With a little sprucing up, your home will be ready for buyers.
We’ve all heard the term ‘curb appeal.’ When getting your home ready for sale, it’s the absolute most important goal you should have. Whether you keep your house immaculate out of habit or you have a tendency towards that ‘lived in’ look, there’s always something you can do to give your house that special something that dazzles buyers.
There’s a reason they refer to this process as ‘staging’ your home; you are not just cleaning up, you are setting a stage, you are creating a sense of peace and wonder. You are giving buyers the feeling that they are already home, much like a set designer of a play gives the audience a sense that they are in another time and place.
So how do we go about creating this illusion? First, you need to change your whole attitude towards your house. Forget all about this being your home. This is now a product you are selling; so depersonalize it. Take down family photos, personal artifacts and anything else that would make a buyer wonder who lives here. You want them to picture themselves living here; not you.
You’ll probably want to consider renting a storage unit, or even begin advertising a garage sale, as you will be doing some heavy-duty housecleaning. You should also be ready to dole out your share of old-fashioned elbow grease. Are you ready to beautify your home and turn it into an experience that no buyer could possibly resist? Let’s begin.
A GRAND ENTRANCE
Walk across the street from your house. What do you see? Do you see neatly trimmed grass or well-maintained landscaping? Do you see gutters clear of pine straw, shingles clear of stains or debris and siding that sparkles? Do you see a driveway bereft of gardening equipment, children’s toys and automobiles? Do you see colorful annuals aligning the pathway to your sparkling entrance? Or do you live in the real world?

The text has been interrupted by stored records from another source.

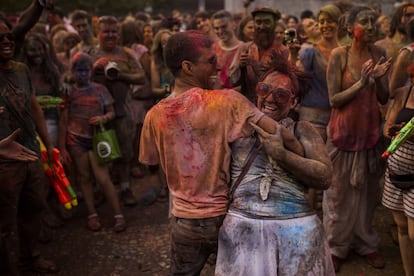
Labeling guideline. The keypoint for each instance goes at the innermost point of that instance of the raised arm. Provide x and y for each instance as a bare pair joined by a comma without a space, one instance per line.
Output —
289,140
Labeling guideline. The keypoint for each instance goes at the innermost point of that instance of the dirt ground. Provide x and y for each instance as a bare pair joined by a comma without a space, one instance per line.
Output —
143,249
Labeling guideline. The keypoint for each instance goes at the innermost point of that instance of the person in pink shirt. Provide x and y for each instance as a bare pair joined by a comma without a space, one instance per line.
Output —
189,135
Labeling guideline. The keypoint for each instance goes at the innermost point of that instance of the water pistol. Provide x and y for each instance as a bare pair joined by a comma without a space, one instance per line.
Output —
49,102
406,132
57,177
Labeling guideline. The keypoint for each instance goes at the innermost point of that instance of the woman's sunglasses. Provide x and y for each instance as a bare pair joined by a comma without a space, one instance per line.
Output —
280,95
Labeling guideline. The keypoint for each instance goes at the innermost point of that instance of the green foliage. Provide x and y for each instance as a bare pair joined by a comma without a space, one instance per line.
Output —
98,7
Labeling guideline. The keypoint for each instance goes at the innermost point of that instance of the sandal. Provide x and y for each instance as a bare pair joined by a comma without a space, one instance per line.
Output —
93,223
41,265
120,224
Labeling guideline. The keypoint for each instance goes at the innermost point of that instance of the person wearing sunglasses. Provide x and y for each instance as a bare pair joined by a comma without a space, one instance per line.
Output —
21,196
284,236
189,134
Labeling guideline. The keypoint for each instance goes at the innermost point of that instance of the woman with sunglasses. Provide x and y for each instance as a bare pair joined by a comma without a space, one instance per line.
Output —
356,77
270,229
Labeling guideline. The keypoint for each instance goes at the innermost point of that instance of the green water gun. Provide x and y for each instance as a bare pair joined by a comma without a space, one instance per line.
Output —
406,132
49,102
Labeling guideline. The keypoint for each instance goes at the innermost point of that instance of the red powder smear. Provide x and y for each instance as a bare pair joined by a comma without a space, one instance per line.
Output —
410,69
358,33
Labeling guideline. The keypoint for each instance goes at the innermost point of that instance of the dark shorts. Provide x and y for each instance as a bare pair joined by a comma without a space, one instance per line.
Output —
192,242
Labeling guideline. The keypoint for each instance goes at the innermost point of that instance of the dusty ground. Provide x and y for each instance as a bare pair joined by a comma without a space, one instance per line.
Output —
143,248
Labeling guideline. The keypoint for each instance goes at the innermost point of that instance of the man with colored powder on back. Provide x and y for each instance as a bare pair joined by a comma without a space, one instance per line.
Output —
189,135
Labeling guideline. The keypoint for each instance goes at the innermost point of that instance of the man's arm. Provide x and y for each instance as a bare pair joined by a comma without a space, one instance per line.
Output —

What we’ve described is exactly the picture you want to paint for buyers, so get to work. Give the yard the white glove treatment, trimming grass to perfect formation, clearing the landscaping of weeds and defining your yard. If possible, put in a few showy flowers to add a hint of color (aim for marigolds - it’s believed that the color yellow invokes a motivation to buy).

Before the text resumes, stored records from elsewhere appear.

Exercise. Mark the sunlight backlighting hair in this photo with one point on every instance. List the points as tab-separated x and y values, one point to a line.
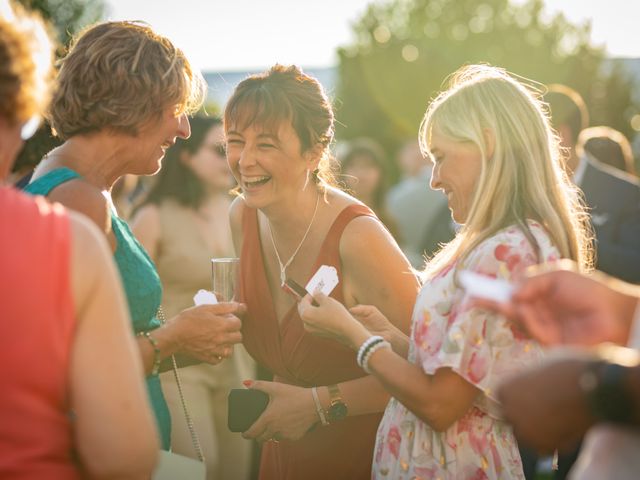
120	75
26	54
523	179
286	94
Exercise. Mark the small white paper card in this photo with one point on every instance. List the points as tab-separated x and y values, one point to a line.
205	297
482	286
324	280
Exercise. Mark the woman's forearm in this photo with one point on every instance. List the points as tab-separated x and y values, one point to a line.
362	396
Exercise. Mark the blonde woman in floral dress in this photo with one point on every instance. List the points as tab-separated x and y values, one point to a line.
497	161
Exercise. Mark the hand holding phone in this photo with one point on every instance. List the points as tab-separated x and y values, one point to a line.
245	407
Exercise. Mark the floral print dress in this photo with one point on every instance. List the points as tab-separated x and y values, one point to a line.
480	346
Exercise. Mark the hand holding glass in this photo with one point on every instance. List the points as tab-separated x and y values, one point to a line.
224	273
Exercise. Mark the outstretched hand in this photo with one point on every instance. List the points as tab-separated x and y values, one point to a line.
289	415
563	306
208	332
331	319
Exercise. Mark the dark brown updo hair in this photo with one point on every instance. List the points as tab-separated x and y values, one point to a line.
286	94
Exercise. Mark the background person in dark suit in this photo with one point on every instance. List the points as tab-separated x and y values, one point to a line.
613	200
613	197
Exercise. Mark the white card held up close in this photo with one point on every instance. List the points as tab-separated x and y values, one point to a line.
205	297
324	280
482	286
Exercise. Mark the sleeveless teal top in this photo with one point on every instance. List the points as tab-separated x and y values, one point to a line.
141	284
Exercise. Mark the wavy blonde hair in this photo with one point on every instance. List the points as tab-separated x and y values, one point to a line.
120	75
523	178
26	53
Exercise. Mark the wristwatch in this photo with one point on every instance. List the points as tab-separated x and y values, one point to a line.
337	408
609	400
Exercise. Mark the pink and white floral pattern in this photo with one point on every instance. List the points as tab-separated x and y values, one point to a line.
481	347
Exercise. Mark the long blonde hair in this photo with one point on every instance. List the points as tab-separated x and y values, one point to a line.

Make sure your house is up to par. Residents of the Lowcountry don’t need to be told what a hassle it can be to keep gutters and roofs clear of pine needles, but buyers don’t necessarily need to be reminded of that right away. Sweep them off the roof and any walkways. Then, inspect the siding, foundation, walkway, front steps and siding for cracks. Check for peeling paint, and touch up as needed.
Another important aspect to making your outside presentable is your doors. Keep the door to the garage closed. A closed garage door makes the entire house look larger, and buyers will want to be able to see it from the inside, anyway. Make sure your front door is clear of cobwebs and other debris, and possibly give it a once over with a soft cleanser. You’d be amazed what a difference a sparkling entryway can make.
AN APPEALING INTERIOR
Now, let’s head inside. Begin by taking a tour of your home, pausing in each entryway to see if every room feels inviting.

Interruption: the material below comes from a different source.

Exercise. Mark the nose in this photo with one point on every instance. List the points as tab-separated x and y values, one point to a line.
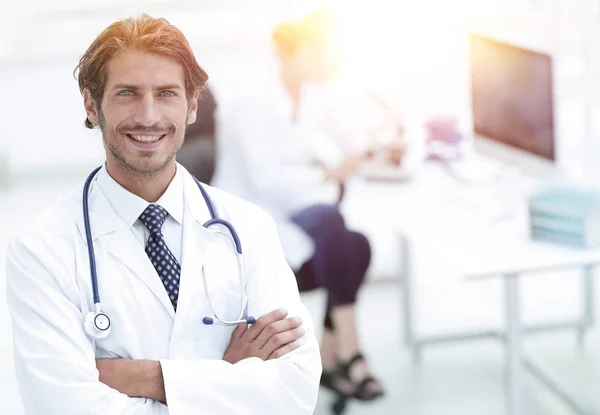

Wash, wax, polish and dust everything, down to the smallest nooks and crannies. Wash windows, inside and out. Scrub tubs and sinks, and re-caulk where necessary. Bleach the grout. Keep fresh towels hung in every bathroom.
Next, organize everything. Buyers snoop; it’s just what they do. If they peek into a closet and see shirts hung neatly with care, or find an alphabetized spice rack in the kitchen, it will have two effects on them. First, they will assume that someone with such an attention to detail will have surely kept up with their home’s maintenance, and feel more comfortable about the property. Second, they will make the connection that, by buying this home, they’ll be organized as well (it’s this same principle that puts supermodels in clothing commercials).
One important thing to clear out is furniture. De-cluttering doesn’t just apply to knick-knacks, it applies to any bookshelves, couches and tables that make a room feel smaller. Large, overstuffed sofas are comfortable, but they can crowd a room. Put it in storage.
If you have mostly large pieces of furniture, considering putting them all in storage and renting smaller pieces for the time you are showing the house. As long as you’re getting rid of things, take a look around at your fixtures. Is there a chandelier in the house you can’t part with? A window treatment or built-in that would look perfect in your next place? Get rid of them now, and replace them with an equally attractive alternative. The last thing you need is a buyer falling in love with the house because of the one-of-a-kind antique pedestal sink, only to be told you’re taking it with you.
SEALING THE DEAL
A buyer is much more likely to buy your house if it already feels like his or her house. Think about who might be looking to buy, and get to work making it homey for them.
Once you’ve set the stage, there’s no telling what a spellbinding performance your home might put on for potential buyers.